Lake Superior South Shore, 2016. Part 14, Copper Harbor

LOne day we drove up to Copper Harbor way up at the very end of the Keweenaw Peninsula. the road goes right up the middle of the peninsula following the mines which all lie on a particular geological feature created by upthrust and folding.  This is where the very hot high pressure water with dissolved copper laden chemicals was forced from deep in the earth up into cracks in the rocks. The copper deposits were formed as things cooled off.  The deposits follow the slope of the upthrust layers which is why all of the mine shafts are sloped rather than vertical.

Copper Harbor has a very nice Visitor’s Center. Inside were six very nice stained glass light fixtures made with copper, brass and glass. Quite ornate for a Visitor’s Center in a very small town. even the bathrooms were done in tile and local stone and small copper tiles, about 2″x2″, spaced out along the upper part of the tiles area.

We followed a small road and then down a dirt trail towards a small water fall. From all of the signs we thought it would be a big one but it was not.  Maybe in the spring.

We stopped at Eagle Harbor to check out the old Life Saving Service Station.

 

The Station was manned during the shipping season.  The early equipment included shore rescue equipment and eight man row boats. By the 1920’s much more robust motor boats were used. 

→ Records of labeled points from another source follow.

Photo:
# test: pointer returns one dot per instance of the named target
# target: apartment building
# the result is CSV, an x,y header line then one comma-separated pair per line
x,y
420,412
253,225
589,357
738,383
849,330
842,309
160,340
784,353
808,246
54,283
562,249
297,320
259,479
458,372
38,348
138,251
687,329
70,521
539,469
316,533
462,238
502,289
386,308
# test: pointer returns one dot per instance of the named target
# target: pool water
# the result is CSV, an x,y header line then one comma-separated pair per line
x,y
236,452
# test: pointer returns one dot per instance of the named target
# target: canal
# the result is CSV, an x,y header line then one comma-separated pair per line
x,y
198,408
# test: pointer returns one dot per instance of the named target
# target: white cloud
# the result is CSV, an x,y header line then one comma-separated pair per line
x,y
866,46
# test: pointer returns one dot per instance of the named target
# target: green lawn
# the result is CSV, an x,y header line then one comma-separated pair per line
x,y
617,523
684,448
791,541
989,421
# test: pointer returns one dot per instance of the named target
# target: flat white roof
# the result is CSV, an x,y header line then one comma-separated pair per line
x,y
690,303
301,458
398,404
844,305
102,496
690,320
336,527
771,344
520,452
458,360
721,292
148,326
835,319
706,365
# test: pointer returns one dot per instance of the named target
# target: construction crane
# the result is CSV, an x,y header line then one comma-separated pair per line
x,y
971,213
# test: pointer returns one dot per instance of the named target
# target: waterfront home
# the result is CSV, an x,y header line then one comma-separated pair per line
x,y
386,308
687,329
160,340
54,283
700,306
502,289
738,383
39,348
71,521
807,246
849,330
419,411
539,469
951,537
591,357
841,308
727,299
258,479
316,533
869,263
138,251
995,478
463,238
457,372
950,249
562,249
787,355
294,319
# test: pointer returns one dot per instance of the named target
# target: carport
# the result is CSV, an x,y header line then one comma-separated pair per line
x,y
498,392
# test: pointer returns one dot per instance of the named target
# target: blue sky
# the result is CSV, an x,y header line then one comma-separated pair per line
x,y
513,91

During a late November storm in 1926, the men at the station were notified that a ship, the THOMAS MAYTHAM, was hung up on rocks some 40 miles away. Immediately, the rescue crew set off in their motorized boat and, after braving below-zero temperatures and towering waves, reached the ship and took on its 22 crew members. On the return trip, the lifesaving crew spotted an abandoned ghostly ship so covered with ice and snow that they barely recognized it as a ship. This was the CITY OF BANGOR which had run hard aground. Her crew had made it to shore but were in grave danger of suffering from exposure. After dropping off the men of the Maytham, the station’s crew had to return in another boat to rescue the 29 man crew of the City of Bangor and her unusual cargo, over 248 brand new Chryslers bound for Duluth. 

18 cars were lost in the storm and the cars on the decks were covered in snow and ice. A rescue mission chopped the cars free and drove them down a snow and ice ramp. Drivers were paid $5 to return the cars to Detroit for rehab. One of these cars is still at the Eagle Harbor Light House Museum.

Another interesting day, you never know what you are going to see until you stop and look.  So much gets missed in the hurry up drive by road trips.

This trip seems much faster paced to us than we would normally like. Part of that is because we are traveling with others who haven’t been here before.  And it has been nice to share this part of the country with them.

Douglas and Amanda are heading off in a different direction when we leave here. We are heading to a couple of days in the Porkies with Rudy and Carolyn and then to Bayfield and Duluth.